Dellamorte Dellamore (1994)
Michele Soavi started out as assistant director to Dario Argento before making his debut as a horror film-maker. He has since gone mainstream, but not before giving Rupert Everett what was arguably the finest role of his career in this Franco-Italian-German co-production (also known as Cemetery Man) adapted from Tiziano Sclavi’s “Dylan Dog” horror comics.
Everett plays a world-weary live-in caretaker of the cemetery adjacent to a small Italian town, where his job involves dispatching the walking dead who routinely rise from their graves seven days after interment. The plentiful zombie action is enhanced by some astonishing flights of visual surrealism.
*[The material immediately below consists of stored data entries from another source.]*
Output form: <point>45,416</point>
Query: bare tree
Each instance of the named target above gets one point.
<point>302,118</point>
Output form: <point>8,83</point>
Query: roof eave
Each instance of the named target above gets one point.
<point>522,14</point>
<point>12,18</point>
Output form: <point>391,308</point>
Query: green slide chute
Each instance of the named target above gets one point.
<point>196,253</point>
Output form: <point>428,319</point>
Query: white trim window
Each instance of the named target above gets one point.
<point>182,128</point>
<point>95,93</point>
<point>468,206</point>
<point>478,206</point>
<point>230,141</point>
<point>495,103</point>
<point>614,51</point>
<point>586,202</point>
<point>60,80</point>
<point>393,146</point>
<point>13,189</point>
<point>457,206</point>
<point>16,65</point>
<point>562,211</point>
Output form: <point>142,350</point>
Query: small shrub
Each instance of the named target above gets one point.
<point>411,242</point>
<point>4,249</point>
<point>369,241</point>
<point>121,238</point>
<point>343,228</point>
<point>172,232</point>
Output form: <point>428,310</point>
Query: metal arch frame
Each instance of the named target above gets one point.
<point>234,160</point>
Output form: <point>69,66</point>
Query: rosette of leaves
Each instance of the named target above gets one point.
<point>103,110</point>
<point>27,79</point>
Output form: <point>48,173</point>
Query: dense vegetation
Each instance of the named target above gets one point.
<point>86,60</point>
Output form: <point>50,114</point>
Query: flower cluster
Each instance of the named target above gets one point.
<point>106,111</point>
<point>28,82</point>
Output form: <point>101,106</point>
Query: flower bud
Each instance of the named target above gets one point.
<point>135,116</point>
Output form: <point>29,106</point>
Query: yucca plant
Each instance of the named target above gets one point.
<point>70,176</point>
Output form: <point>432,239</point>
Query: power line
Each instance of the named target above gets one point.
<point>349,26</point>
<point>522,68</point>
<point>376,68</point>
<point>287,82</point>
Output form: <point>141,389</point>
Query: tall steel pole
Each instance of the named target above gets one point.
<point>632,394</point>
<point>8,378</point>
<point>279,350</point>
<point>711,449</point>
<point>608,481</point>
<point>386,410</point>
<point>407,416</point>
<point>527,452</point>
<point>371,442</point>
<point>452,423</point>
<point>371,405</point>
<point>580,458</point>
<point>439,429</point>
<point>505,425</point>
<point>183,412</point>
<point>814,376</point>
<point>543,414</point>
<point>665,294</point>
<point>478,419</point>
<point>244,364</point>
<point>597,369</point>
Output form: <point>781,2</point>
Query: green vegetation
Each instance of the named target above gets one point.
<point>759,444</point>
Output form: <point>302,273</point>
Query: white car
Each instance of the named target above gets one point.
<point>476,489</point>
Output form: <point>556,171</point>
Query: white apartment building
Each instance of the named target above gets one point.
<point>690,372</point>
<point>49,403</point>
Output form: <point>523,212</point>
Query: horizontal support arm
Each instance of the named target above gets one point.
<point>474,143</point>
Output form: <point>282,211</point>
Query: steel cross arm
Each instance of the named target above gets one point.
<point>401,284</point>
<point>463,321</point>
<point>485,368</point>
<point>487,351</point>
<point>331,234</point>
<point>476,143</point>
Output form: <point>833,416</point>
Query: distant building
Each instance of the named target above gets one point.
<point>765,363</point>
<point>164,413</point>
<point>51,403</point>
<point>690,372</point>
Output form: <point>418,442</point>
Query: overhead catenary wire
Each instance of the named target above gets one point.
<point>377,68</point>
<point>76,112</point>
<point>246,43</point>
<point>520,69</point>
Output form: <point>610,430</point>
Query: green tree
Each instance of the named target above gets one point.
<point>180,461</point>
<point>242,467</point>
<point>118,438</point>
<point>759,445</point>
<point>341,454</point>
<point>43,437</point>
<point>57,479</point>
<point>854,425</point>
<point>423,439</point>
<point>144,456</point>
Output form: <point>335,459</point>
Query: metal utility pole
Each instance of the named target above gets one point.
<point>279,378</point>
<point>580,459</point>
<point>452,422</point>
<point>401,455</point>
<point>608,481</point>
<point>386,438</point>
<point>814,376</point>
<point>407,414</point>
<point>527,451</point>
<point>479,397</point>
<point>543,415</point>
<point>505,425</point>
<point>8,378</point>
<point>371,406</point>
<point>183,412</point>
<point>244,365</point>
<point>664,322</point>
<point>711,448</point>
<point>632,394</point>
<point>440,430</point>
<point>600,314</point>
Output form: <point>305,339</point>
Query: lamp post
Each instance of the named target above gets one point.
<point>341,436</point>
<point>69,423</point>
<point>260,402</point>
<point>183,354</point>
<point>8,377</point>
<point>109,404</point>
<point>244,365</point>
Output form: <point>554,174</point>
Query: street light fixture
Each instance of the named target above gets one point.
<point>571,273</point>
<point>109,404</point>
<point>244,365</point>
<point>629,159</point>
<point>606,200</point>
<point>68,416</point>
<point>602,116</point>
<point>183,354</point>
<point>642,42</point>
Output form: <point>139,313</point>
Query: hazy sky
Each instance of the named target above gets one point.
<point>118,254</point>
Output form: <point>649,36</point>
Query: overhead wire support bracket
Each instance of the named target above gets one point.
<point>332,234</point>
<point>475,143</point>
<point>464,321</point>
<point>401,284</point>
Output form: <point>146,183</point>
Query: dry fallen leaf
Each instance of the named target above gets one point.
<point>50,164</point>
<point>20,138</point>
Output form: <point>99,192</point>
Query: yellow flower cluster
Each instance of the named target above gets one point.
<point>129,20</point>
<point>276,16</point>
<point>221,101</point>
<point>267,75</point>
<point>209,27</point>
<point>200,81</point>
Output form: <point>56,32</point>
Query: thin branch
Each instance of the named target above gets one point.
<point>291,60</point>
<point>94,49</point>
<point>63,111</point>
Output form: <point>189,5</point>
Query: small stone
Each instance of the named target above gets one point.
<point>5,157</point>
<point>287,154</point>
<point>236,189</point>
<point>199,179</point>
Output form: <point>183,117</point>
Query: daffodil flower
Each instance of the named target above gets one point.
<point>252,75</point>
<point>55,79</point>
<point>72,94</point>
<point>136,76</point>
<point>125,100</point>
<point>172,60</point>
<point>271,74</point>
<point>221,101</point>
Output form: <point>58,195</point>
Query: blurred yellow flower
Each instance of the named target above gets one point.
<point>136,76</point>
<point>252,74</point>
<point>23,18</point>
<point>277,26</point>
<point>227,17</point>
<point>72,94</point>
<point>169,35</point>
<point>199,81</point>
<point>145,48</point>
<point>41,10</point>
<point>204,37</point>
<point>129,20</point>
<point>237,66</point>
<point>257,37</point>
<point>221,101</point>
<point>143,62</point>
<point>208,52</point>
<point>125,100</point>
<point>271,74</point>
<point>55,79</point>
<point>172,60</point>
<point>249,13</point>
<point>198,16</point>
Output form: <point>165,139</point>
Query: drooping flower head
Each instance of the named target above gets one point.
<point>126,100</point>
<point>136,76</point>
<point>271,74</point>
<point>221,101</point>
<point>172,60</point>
Ryûhei Kitamura, whose horror-thriller No One Lives opens in the UK this autumn, made his feature debut with this low-budget Japanese splatter action-horror-comedy in which pretty-boy Yakuzas ill-advisedly bury the corpses of their victims in the all-too-aptly named Forest of Resurrection, with exactly the results you’d expect.
What you might not expect are the barking mad camera angles, crazed zombie-fu, Kenji Matsuda’s insanely over-the-top performance as a nattily dressed gangster, and the cunning way in which Kitamura manages to insert historical samurai into the mix.
Shaun of the Dead (2004)
This “zom-rom-com” from the team that brought you TV’s Spaced works because its genre-savvy director, Edgar Wright, and his co-writer and star Simon Pegg take both the horror and the comedy aspects seriously.
Slacker Shaun is so cut up about being dumped by his girlfriend he initially fails to notice North London is being overrun by the walking dead. Brimful of very British humour and packed with familiar faces (some of whom meet extremely gruesome fates), it’s the perfect balance of gags and gore.
Watch the Shaun of the Dead trailer
28 Weeks Later (2007)
28 Days Later shifted the goalposts by making the homicidal hordes a) fast sprinters, and b) not dead but infected by a rabies-like virus, leading to much quibbling as to whether they qualified as zombies at all. But I’m calling them zombies, and Juan Carlos Fresnadillo’s sequel is even scarier than its predecessor.
It begins with an act of extreme cowardice, and becomes steadily more intense as Jeremy Renner and his American-led NATO force struggle to secure their safe zone on the Isle of Dogs. Metaphor alert! But the pace is so frenetic there’s no time to dwell on it.